Thirty years ago today, on April 1, 1985 – that was the headline: “Villanova Wins the NCAA Championship!” It was such an impossible victory that when I called my father to tell him, he thought it was all an April Fool’s joke.
“If you had told me they lost by less than 10, you may have had me,” he said as he laughed into the phone.
My father had graduated from Villanova in 1965 and nobody more than him wanted Villanova to win that game against the invincible Patrick Ewing led Georgetown Hoyas. But, it was impossible, as everyone agreed, including the greatest handicappers in the world. The only way Villanova could win was if a miracle occurred.
My father was located in Paris at the time, running PPG’s European glass division. As a result of time zone issues and the added fact that my father didn’t want to watch Villanova get “blown out” – he never watched the game live.
Instead, I broke the good news to my father, who was 100% certain that I was pulling another April Fool’s gag (as I had gotten him before).
“Oh yeah,” my father asked. “What did Villanova shoot from the floor?”
“Over 78%,” I said calculating from a box score I had kept. My father let out a howl.
“They won, and they shot over 78% from the field?” He kept laughing. The detail hadn’t helped, but only had made the victory seem less plausible. It even sounded implausible to me when I listened to him say it. “Well, I have to hand it to you,” my father said. “Great April Fool’s joke, down to the detail of them shooting over 78% from the field. And the thing is, Jay, I know it’s all a joke – but Villanova really would have to shoot like that from the field to win – and that’s not plausible. I would love to believe you.”

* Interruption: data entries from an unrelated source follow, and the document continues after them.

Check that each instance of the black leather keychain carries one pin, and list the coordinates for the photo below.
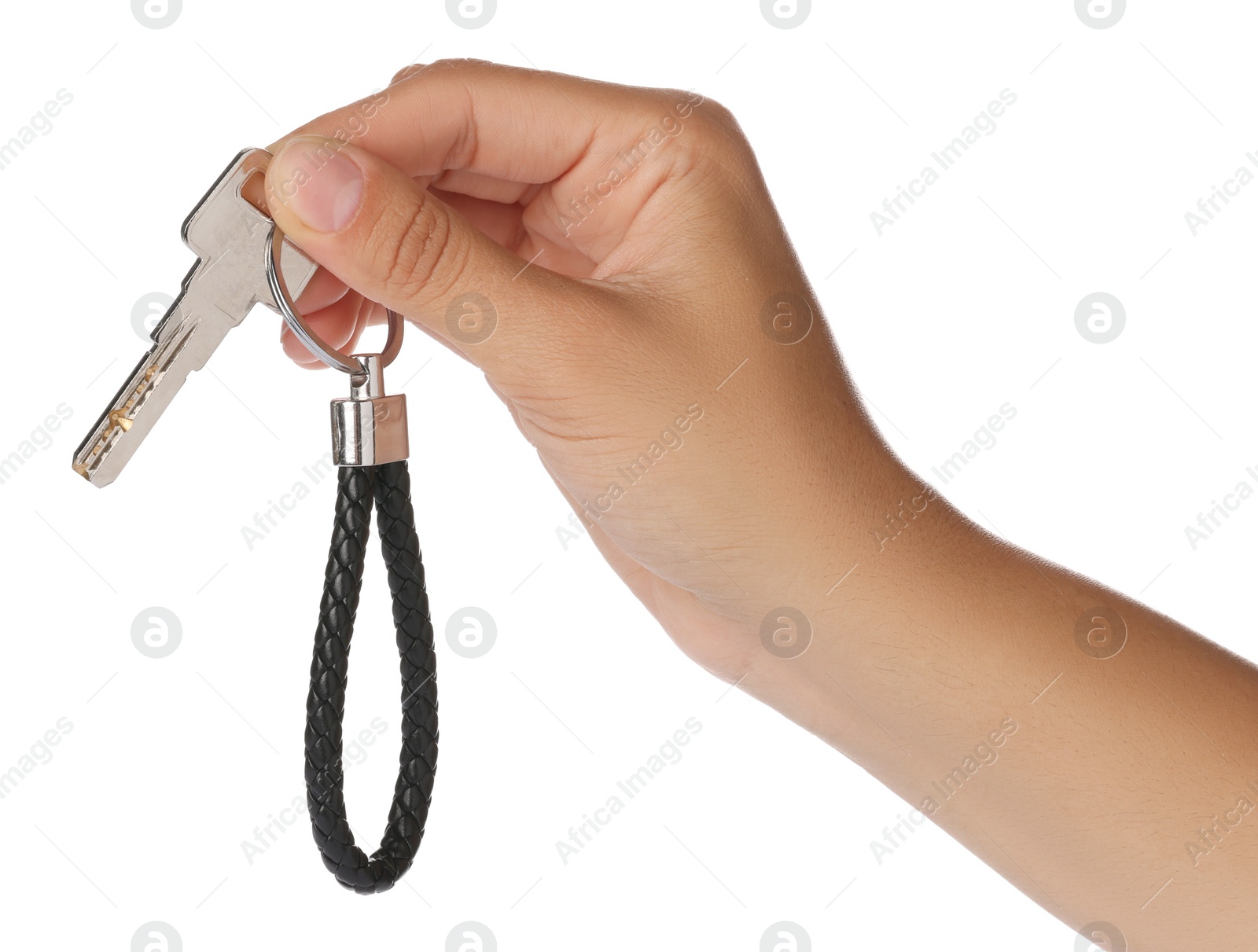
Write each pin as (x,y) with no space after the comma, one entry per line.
(243,259)
(370,446)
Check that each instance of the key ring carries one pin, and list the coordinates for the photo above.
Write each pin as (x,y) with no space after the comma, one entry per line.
(314,342)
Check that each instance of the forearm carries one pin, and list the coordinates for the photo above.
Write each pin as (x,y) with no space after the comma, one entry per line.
(956,669)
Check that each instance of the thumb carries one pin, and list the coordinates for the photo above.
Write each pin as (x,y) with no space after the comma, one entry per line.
(390,239)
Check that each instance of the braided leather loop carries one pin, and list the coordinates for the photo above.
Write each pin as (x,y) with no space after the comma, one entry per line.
(325,707)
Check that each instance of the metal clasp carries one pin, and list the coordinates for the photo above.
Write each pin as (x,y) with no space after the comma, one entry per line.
(368,427)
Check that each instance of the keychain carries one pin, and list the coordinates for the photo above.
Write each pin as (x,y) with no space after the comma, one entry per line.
(243,258)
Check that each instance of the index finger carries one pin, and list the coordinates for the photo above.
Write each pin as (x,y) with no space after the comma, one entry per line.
(490,119)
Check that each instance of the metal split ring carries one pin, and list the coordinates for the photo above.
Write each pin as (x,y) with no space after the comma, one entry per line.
(316,345)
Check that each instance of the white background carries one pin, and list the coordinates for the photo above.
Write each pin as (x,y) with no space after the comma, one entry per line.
(964,304)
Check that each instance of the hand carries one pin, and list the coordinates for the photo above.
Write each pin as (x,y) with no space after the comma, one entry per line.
(657,342)
(654,337)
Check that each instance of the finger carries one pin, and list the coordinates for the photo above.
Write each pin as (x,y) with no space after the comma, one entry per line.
(337,325)
(394,241)
(321,291)
(505,123)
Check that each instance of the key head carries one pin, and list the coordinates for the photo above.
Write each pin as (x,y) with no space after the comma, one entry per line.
(230,237)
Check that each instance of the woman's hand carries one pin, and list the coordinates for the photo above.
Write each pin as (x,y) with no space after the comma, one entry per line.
(653,336)
(612,259)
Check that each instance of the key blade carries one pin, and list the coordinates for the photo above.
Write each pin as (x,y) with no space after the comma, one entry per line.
(232,239)
(186,342)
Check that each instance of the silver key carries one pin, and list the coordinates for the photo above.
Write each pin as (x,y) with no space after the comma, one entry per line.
(232,241)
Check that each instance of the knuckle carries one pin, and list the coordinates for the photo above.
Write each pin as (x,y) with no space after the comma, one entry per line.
(415,251)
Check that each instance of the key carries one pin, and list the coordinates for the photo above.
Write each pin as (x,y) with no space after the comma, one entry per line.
(230,238)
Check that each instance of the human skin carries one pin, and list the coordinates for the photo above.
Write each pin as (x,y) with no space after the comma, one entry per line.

So, I provided him with more details – down to the frantic ending where all Villanova had to do was inbound the ball to secure a 2 point win – and how Grandma had let out a nervous yelp as they did. I even told him that I was going to mail him the VHS tape recording I had made of the game and that he could watch it himself. But, he still refused to believe that Villanova had won the game.
He still didn’t believe it by the time he reached a newsstand to buy a paper either. And, when he reached his local newsstand and read the French equivalent of “Villanova Wins the NCAA Championship!” he was certain that he must be reading the headline wrong, because while he could speak French relatively well, he had a very difficult time reading it. I had to have made it up, and he had to be reading it wrong.

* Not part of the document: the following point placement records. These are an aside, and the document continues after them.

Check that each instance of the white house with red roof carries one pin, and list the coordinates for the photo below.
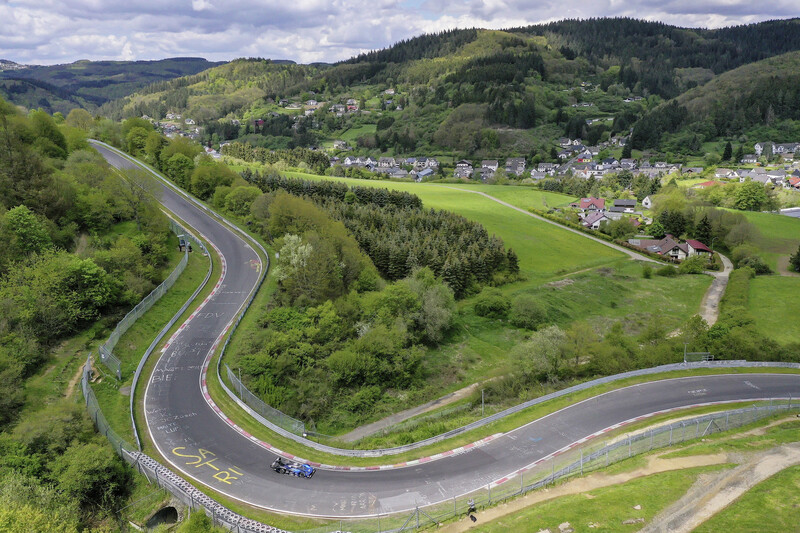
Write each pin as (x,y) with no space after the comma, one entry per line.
(590,204)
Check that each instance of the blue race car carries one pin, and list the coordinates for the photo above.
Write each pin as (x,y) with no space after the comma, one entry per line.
(292,468)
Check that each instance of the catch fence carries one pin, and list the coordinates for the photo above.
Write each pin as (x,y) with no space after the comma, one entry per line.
(561,466)
(165,478)
(106,350)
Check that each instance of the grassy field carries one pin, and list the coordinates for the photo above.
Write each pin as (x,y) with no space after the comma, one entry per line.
(543,249)
(606,508)
(780,235)
(772,505)
(774,303)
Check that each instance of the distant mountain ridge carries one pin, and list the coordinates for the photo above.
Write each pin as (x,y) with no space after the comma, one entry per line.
(89,83)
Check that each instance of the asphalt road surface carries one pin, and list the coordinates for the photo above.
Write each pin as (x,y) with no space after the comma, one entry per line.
(200,445)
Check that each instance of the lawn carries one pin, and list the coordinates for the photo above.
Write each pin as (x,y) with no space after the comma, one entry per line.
(605,508)
(774,303)
(543,249)
(780,235)
(772,505)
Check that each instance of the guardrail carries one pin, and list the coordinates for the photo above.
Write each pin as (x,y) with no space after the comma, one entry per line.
(163,477)
(106,350)
(563,465)
(381,452)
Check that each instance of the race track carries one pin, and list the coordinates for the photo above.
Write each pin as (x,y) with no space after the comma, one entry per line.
(199,444)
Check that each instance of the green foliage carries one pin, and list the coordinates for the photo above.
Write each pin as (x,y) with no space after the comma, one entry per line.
(527,312)
(23,233)
(667,271)
(695,264)
(492,303)
(794,260)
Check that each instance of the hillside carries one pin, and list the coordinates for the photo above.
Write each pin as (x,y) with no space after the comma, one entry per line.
(760,101)
(89,83)
(466,93)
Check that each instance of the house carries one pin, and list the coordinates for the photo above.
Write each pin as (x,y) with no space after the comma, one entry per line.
(515,165)
(538,174)
(628,206)
(698,248)
(668,246)
(595,220)
(766,149)
(707,184)
(463,169)
(423,174)
(490,164)
(549,168)
(590,204)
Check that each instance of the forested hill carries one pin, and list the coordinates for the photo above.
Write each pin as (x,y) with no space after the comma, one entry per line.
(89,83)
(465,93)
(758,101)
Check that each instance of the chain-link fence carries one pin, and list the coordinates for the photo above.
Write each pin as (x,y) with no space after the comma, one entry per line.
(106,350)
(270,413)
(244,395)
(560,466)
(165,478)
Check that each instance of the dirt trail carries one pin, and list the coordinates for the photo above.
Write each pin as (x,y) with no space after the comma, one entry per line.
(598,480)
(709,307)
(711,494)
(374,427)
(783,267)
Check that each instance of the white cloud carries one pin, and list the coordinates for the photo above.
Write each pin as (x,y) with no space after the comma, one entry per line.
(58,31)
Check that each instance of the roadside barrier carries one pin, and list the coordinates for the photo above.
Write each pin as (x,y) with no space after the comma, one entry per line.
(164,477)
(270,422)
(106,350)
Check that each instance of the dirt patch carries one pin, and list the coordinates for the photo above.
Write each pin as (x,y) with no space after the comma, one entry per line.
(72,382)
(783,267)
(594,481)
(560,283)
(713,492)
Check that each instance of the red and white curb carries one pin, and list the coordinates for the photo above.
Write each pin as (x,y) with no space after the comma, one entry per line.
(612,428)
(205,301)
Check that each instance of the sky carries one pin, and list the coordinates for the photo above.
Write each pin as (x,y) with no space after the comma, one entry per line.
(62,31)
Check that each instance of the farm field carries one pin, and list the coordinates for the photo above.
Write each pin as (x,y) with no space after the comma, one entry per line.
(543,249)
(780,235)
(772,302)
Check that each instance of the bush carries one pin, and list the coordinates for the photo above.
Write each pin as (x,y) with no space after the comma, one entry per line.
(667,271)
(492,303)
(527,312)
(693,265)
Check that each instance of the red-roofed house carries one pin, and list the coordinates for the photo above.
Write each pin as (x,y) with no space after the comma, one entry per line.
(707,184)
(697,248)
(590,204)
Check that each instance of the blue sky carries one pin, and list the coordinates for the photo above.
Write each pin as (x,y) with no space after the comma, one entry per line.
(62,31)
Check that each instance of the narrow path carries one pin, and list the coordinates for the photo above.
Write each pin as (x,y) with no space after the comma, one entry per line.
(709,307)
(655,465)
(630,253)
(783,268)
(707,496)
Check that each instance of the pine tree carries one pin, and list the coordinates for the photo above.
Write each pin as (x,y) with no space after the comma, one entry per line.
(513,261)
(703,231)
(727,153)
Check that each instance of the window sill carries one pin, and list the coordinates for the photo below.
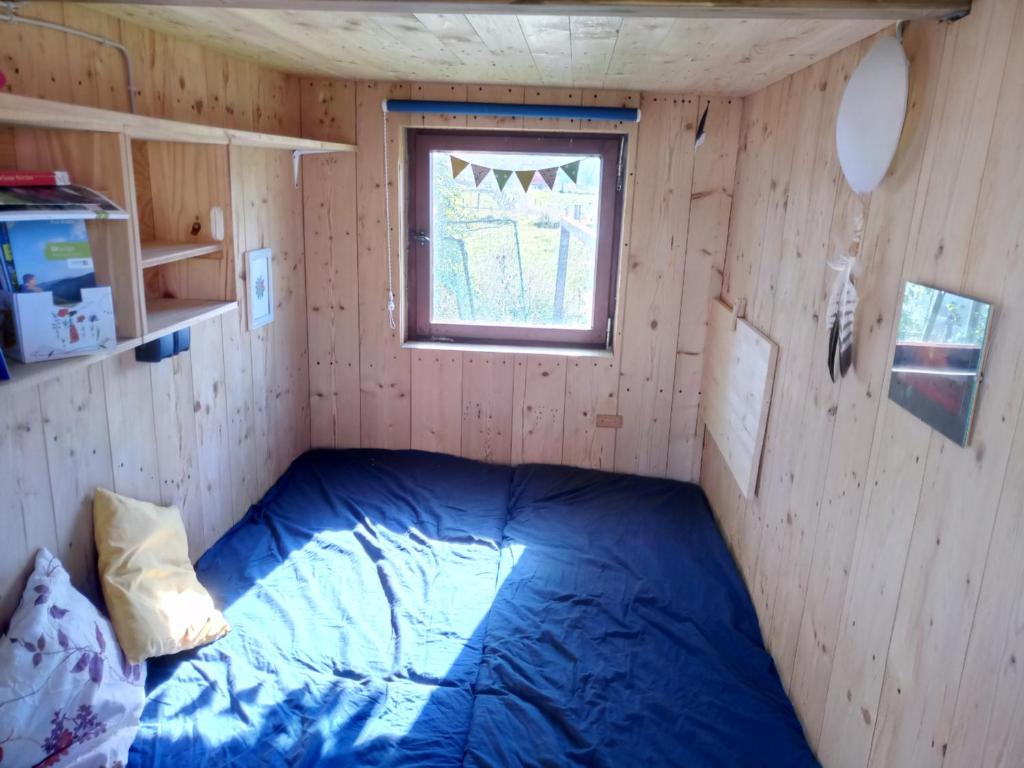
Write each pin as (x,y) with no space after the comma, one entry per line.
(450,346)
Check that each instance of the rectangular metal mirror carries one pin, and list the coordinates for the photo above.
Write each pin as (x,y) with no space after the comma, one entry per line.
(940,347)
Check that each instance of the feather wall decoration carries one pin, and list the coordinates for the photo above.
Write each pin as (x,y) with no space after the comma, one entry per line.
(842,308)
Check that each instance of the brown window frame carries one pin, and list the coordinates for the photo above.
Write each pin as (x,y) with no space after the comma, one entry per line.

He later told me that even when he confirmed that the headline really did say Villanova had won, for the briefest of moments he wondered how I had planted the newspaper. We had a good laugh over that.

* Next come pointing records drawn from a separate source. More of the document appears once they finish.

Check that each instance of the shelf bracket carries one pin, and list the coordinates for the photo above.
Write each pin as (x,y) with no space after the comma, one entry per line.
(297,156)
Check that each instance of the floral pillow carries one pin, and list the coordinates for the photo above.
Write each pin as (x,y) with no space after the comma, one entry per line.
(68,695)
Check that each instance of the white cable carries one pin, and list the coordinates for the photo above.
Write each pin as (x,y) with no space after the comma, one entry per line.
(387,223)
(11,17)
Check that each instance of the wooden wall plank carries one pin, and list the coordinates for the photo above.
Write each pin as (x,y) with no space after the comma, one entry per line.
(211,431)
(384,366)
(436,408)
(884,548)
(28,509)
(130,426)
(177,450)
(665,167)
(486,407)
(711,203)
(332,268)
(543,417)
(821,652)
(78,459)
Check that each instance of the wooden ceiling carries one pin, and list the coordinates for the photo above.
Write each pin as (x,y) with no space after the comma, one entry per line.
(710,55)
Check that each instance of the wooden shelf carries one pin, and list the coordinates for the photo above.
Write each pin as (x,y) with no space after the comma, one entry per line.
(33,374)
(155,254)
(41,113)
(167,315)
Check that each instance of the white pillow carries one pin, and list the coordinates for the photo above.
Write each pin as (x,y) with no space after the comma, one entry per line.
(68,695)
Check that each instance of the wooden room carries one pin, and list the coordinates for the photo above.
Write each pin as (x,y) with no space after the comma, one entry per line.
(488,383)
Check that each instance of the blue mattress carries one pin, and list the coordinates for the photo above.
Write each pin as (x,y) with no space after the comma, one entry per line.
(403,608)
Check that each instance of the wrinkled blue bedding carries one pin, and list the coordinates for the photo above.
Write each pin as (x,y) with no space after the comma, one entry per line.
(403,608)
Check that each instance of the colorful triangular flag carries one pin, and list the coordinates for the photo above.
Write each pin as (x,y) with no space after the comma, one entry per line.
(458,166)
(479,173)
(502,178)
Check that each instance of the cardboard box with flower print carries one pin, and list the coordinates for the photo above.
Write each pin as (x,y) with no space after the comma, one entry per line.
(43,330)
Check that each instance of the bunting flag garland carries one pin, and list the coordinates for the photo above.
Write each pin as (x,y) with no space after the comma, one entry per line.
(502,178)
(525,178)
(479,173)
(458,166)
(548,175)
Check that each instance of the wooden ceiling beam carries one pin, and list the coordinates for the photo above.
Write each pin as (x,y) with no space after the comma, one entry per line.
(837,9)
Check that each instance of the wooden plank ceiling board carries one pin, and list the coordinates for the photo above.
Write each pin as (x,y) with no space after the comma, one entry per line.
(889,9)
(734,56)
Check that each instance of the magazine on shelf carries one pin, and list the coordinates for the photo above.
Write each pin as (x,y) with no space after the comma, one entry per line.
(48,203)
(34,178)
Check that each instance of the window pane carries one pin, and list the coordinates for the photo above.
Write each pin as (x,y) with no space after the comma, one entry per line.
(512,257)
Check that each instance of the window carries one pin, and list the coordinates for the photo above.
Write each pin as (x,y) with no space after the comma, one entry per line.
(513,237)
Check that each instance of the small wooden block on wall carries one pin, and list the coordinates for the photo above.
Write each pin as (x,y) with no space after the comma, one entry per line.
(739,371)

“It really was a miracle Jay,” he said years later. “And I just couldn’t believe it.”
On April 1, 1985, the Villanova Wildcats implausibly defeated the invincible Georgetown Hoyas. The documentary Perfect Upset: The 1985 Villanova vs. Georgetown NCAA Championship chronicles the team – and the little man who inspired that team – Jake Nevin, Villanova’s beloved trainer who was dying from ALS during that championship run.
Although the team had underachieved all year, everyone knew that team was going to be the last Villanova team that Jake was ever going to see play the game he loved. He knew it, and they knew it. It was Jake’s last and only chance to win a national championship – and to go out the ultimate winner. And, at the end of the day, there was no way that those players were ever going to let that beloved, dying little man down – or their excitable Italian coach Rollie Massimino, who my father referred to as “the guy who made good sauce.”
When my father was dying, we watched Perfect Upset together, to relive that game – and the fantastic April Fool’s joke I never played. His vision impaired from one of the strokes he had, he couldn’t make out anything other than moving shapes.
“It’s ok,” he said to me. “My hearing is just fine, and I remember the whole thing like it was yesterday. That was the greatest basketball game ever played. And, that was the greatest April Fool’s joke you never played.”
And for anyone who only read the headline to this story and, for the briefest of moments thought Villanova just won the National Championship, Happy April Fool’s Day!